The rental car company's shares plummeted by nearly 90% in a month at the outset of the pandemic. Once it became clear that Avis was unlikely to follow rival Hertz into Chapter 11 bankruptcy, shares recovered some, but not all, of their losses.

The November 9th vaccine news made Avis an appealing investment; shares were still trading well below pre-pandemic levels but the company appeared primed to make a full recovery in 2022. With investors seemingly losing interest in Avis in December, however, it seemed like another rally could be months – or even a year – away.

But investors have piled into Avis shares since the start of the new year; shares have nearly doubled YTD.

Your eyes are not fooling you – Avis shares are now trading well above pre-pandemic levels. Is the rally justifiable? Or has the market gotten irrational?

Let's look at the bull and bear cases. Starting with the bull case.

Why Avis Shares Are Worth It

Avis has navigated the pandemic about as well as you could have hoped. Last month, on the Q4 2020 earnings call, management said, "Ultimately, we removed over $2.8 billion of expenses and aligned our fleet to demand, removing 31% of our fleet while capitalizing on the strong demand in the off-airport operations."

The second wave of the virus brought fresh challenges in the fourth quarter; America's revenue dropped 33% to just over $1 billion, which was the "lowest fourth-quarter total in [Avis'] history." But adjusted EBITDA came in at an impressive $113 million. The Americas achieved their highest fourth-quarter margins in Avis' history.

The excellent margins can largely be attributed to Avis' fleet management. With demand expected to be low for the foreseeable future, Avis sold thousands of its vehicles. That lowered the company's fixed costs and gave Avis a much-needed cash infusion. A strong used car market allowed Avis to get top-dollar for most of those vehicles – that was pure luck – but management still deserves credit for the aggressive action.

Higher prices also helped to push margins higher, with "pricing up 3%" for the quarter. You would think that Avis would have to slash prices to attract customers during these times, but apparently, when you need a rental car, you need a rental car.
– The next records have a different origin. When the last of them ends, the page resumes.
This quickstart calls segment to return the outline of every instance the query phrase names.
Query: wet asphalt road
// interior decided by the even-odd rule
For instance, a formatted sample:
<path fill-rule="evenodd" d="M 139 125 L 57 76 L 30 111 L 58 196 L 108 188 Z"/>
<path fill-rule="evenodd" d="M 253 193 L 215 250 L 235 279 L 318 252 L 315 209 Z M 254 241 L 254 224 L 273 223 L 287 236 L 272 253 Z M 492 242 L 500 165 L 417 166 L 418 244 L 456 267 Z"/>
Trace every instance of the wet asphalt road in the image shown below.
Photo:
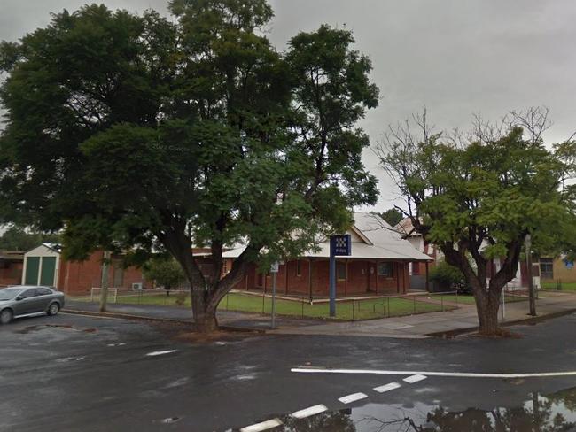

CEO Joe Ferraro thinks that the company can get its adjusted EBITDA up to around $1 billion a year post-pandemic. With a market cap of less than $5 billion, that would represent strong value at current prices.

Why Avis Shares Aren't Worth It

There were fears that Avis wouldn't make it through the pandemic less than a year ago. While that is no longer a concern, Avis isn't completely out of the woods yet. The company is projected to be right around break-even in 2021. Shares are changing hands at 18x 2022 earnings – a bit high for a company like Avis.

Avis could see solid growth in 2023 and 2024, which could make shares look cheap at their current valuation. But we're not talking about Amazon (NASDAQ: AMZN) here. Long-term growth is far from an inevitability with this company.

Then there's the debt. Avis has just over $11 billion in long-term debt. Management noted that Avis has "no meaningful corporate debt maturities until 2023" on the fourth-quarter call and the company should be in much better shape by then. But still, Avis' financial position is far from secure.

How Should You Play Avis?

Avis shares could justifiability trade a bit higher if investors gain confidence in the company's outlook in 2023 and beyond. But a lot of the upside has been exhausted. And even if shares do go up another 20% or so from here, it could take a couple of years for that to happen.

If you got into Avis back in December, you're sitting pretty right now. You might want to take profits on at least a part of your position so that you're playing with house money.

If, on the other hand, you never got in, your best bet may be to wait on the sidelines – Avis could be a bad quarter away from offering a more attractive entry point.